Perubahan- perubahan yang terjadi selama proses penyangraian secara rinci
adalah sebagai berikut:
2.3.1 Perubahan
Sifat Fisik Biji Kopi
Perubahan sifat fisik terdiri dari
perubahan kadar air, tekstur (kekerasan), dan warna.
2.3.2 Perubahan
kadar air
Joko Nugroho (2009) menyatakan
selama proses penyangraian berlangsung terjadi perpindahan panas dari media
penyangraian ke bahan dann juga perpindahan massa air. Panas yang mengakibatkan
terjadinya perubahan massa air dari bahan dikarenakan adanya panas laten
penguapan. Perubahan massa air ini terjadi ketika kandungan air pada bahan
telah sampai pada kondisi jenuh, sehingga menyebabkan air yang terkandung dalam
bahan berubah dari fase cair menjadi uap. Perubahan kadar air yang terjadi
selama penyangraian mengakibatkan terjadinya prubahan berat kopi hasil
penyangraian. Perubahan berat tersebut sebanding dengan perubahan kadar airnya.

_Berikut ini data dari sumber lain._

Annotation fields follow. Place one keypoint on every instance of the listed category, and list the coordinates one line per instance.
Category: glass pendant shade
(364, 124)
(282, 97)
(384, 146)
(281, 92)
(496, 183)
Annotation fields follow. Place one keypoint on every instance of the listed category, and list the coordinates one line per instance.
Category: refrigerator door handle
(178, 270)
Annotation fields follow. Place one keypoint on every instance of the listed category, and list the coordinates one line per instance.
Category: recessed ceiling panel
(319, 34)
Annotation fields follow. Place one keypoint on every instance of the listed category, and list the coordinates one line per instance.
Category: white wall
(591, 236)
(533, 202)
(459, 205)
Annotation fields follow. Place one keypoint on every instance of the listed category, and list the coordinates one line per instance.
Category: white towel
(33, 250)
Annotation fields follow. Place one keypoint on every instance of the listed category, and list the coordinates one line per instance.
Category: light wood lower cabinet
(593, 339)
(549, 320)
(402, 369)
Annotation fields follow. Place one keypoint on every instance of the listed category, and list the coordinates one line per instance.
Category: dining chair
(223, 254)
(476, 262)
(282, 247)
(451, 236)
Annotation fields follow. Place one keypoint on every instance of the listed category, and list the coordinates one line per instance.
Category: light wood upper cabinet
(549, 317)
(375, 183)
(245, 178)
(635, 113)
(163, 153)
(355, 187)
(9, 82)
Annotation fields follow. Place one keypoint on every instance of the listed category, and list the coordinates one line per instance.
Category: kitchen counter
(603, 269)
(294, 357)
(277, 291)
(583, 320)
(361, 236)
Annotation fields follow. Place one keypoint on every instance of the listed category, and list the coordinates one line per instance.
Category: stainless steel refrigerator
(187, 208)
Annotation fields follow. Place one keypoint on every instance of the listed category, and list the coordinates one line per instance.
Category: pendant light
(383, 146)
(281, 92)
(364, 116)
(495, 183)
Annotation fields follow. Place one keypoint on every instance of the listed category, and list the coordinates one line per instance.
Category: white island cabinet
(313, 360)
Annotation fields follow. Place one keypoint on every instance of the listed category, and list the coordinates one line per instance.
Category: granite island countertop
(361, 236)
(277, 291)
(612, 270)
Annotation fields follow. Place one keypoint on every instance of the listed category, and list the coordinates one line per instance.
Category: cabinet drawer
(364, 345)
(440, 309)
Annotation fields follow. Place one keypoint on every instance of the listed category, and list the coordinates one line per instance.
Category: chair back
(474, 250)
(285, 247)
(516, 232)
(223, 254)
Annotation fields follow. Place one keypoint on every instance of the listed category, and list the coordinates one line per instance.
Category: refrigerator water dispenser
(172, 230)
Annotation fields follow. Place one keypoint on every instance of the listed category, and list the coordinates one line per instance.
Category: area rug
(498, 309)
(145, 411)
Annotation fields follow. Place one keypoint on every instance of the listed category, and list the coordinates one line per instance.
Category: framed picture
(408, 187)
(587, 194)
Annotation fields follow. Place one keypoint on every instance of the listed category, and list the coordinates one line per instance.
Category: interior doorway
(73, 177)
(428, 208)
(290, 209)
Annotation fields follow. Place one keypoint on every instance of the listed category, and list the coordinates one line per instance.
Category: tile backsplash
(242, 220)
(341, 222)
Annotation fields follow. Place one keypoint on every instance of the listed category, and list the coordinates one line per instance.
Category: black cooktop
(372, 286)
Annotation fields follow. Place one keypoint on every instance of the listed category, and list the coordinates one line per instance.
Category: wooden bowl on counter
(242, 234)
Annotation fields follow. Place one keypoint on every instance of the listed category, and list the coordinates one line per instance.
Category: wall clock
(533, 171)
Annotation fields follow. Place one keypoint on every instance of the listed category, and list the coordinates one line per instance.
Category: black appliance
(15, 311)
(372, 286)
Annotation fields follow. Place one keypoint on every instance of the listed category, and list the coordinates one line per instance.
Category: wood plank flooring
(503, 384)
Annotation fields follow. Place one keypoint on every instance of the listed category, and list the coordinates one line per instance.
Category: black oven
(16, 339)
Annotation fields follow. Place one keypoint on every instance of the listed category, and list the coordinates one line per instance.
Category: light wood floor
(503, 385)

Sivetz dan Foote (1973) dalam Joko
Nugroho dkk (2009) menyatakan bahwa pada tahap awal proses, energi panas yang
tersedia dalam ruang sangrai digunakan untuk menguapkan air. Kadar air biji
kopi turun cepat pada awal penyangraian dan kemudian akan berlangsung relative
lambat pada akhir penyangraian. Fenomena ini berkaitan dengan kecepatan rambat
air (difusi) didalam jaringan sel biji kopi. Makin rendah kandungan air dalam
biji kopi, kecepatan penguapan menurun karena posisi molekul air terleetak
makin jauh dari permukaan biji.
2.3.3 Perubahan Tekstur
Perubahan tekstur bekaitan dengan
adanya perubahan kadar air dalam biji kopi dan variasi suhu serta waktu/lama
penyangraian. Semakin tinggi suhu maka kekerasan biji kopi akan semakin kecil.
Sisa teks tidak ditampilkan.